We can't figure out what is the correct subject for this sentence. Please help!
Sentence: >1/29 people in the USA is an illegal immigrant
View #1: One, out of 29 people, in the USA is an illegal immigrant.
Argument: One is a pronoun so it is clearly the subject here. "One is an illegal immigrant"
Response: This is not the original meaning of the sentence. There are not 29 people in the USA.
View #2: 1 out of 29 people in the USA is an illegal immigrant
Argument: One is used as a number because you can't say Craig out of 29 people in the USA is an illegal immigrant. The subject is people.
Response: "One" refers to a quantity of an item (the subject) omitted from the sentence.
"There are many eggs in this basket; one is rotten.
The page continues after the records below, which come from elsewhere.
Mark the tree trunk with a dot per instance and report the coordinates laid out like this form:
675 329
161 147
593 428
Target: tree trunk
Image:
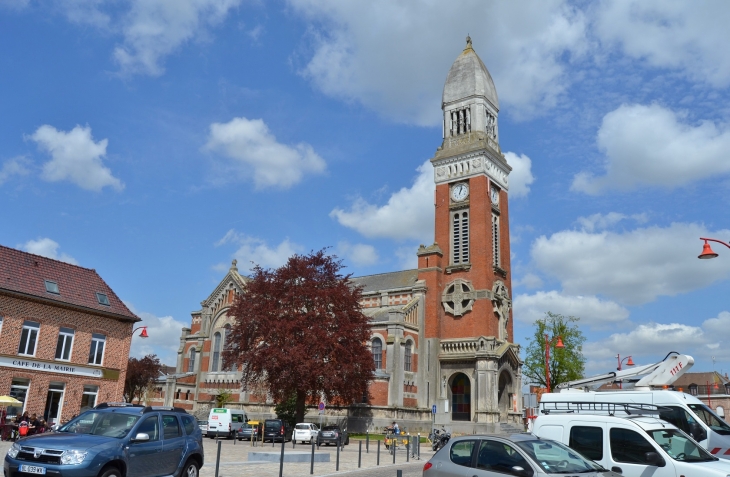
301 402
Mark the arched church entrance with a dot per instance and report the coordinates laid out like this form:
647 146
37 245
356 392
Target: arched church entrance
504 395
460 398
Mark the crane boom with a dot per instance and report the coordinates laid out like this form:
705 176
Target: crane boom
662 373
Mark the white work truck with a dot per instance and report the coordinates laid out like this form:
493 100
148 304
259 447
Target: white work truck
646 385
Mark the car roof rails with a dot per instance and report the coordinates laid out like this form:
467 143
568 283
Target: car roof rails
106 405
165 408
610 408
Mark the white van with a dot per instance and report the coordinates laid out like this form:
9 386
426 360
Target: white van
632 446
681 409
224 422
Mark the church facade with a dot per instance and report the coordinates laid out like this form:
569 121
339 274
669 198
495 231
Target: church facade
442 333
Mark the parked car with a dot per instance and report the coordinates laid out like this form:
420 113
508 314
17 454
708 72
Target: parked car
330 435
276 430
305 432
113 440
522 455
248 431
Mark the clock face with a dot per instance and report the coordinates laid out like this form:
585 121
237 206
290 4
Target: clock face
494 194
459 192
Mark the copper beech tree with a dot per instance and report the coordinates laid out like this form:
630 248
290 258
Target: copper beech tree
300 331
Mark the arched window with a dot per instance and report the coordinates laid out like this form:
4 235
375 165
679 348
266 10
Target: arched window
378 353
407 356
216 351
191 361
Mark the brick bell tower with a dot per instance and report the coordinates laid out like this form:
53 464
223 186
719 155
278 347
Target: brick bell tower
474 367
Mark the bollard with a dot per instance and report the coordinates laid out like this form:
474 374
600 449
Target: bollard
281 460
311 465
337 467
218 459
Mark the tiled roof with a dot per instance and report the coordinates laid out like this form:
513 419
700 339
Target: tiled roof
386 281
26 273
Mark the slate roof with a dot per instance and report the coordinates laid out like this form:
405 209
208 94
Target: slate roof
386 281
25 273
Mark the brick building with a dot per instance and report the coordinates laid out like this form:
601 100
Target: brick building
441 333
64 336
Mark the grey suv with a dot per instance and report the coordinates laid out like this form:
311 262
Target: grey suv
113 440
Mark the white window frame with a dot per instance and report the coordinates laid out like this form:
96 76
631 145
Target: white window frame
30 329
90 390
96 339
68 342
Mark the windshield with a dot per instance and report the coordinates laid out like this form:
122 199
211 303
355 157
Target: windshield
556 458
680 446
110 424
711 419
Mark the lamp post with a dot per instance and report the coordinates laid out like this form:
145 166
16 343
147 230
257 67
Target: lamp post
630 362
707 250
548 342
143 334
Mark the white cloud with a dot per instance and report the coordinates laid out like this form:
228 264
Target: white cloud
632 267
253 150
407 215
359 254
46 247
252 250
650 145
604 221
75 158
591 310
677 35
164 337
154 29
17 166
529 280
521 176
353 43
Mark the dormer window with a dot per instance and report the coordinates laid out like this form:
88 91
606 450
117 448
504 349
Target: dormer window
102 299
52 287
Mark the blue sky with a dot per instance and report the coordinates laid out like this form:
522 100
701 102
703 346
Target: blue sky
156 140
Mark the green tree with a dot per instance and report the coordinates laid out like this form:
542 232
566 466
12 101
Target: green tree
287 410
566 364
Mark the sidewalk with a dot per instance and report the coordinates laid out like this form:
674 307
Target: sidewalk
234 459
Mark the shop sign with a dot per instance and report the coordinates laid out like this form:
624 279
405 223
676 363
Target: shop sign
24 364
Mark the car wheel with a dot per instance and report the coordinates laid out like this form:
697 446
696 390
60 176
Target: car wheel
110 471
191 469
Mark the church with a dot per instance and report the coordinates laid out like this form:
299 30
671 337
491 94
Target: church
441 334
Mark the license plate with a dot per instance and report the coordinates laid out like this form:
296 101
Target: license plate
33 469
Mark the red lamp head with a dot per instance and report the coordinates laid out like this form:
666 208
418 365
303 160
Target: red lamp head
707 252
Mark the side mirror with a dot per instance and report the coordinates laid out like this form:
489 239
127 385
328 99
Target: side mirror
521 472
654 459
141 437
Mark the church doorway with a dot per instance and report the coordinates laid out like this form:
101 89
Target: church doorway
460 398
504 395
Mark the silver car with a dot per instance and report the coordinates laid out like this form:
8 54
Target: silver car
522 455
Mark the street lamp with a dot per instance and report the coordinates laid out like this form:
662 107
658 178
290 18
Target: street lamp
707 250
142 334
630 362
548 342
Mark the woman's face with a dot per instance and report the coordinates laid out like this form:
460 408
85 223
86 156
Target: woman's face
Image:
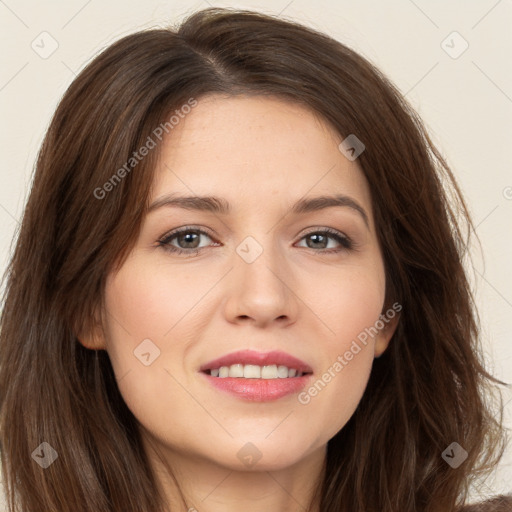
265 279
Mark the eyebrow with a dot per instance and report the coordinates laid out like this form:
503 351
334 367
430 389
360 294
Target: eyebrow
221 206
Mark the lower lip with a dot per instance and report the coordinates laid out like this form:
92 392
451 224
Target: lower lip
259 390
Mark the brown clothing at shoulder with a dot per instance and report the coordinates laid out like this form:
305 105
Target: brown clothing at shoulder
501 503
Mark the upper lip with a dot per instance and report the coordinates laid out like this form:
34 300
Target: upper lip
258 358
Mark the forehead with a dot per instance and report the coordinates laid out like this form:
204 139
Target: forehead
249 149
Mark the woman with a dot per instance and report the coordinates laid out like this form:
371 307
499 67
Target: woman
259 370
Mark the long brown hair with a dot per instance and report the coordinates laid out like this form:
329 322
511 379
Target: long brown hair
428 390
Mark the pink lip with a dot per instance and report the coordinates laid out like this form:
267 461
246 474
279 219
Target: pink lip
258 358
258 390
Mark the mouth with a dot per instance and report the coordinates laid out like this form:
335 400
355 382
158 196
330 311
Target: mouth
250 364
257 376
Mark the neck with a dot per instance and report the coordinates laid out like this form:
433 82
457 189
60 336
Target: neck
195 484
The second independent clause is saying: "One [egg] is rotten." It is not saying: "One (the number) is rotten."
This other guy seems to think people are referring to the number 1 as being rotten.
View #3: One out of 29 people in the USA is an illegal immigrant
Argument: This is an implied statement. The implication is one person out of 29 people in the USA is an illegal immigrant. The subject is one.
Response: This only makes sense for a command. There is no omission of the subject.
Rearrange the sentence: "Of the people in the USA, 1 out of 29 is an illegal immigrant."
Or rewrite it: "In the US, the ratio of citizens to illegal immigrants is 29 to 1."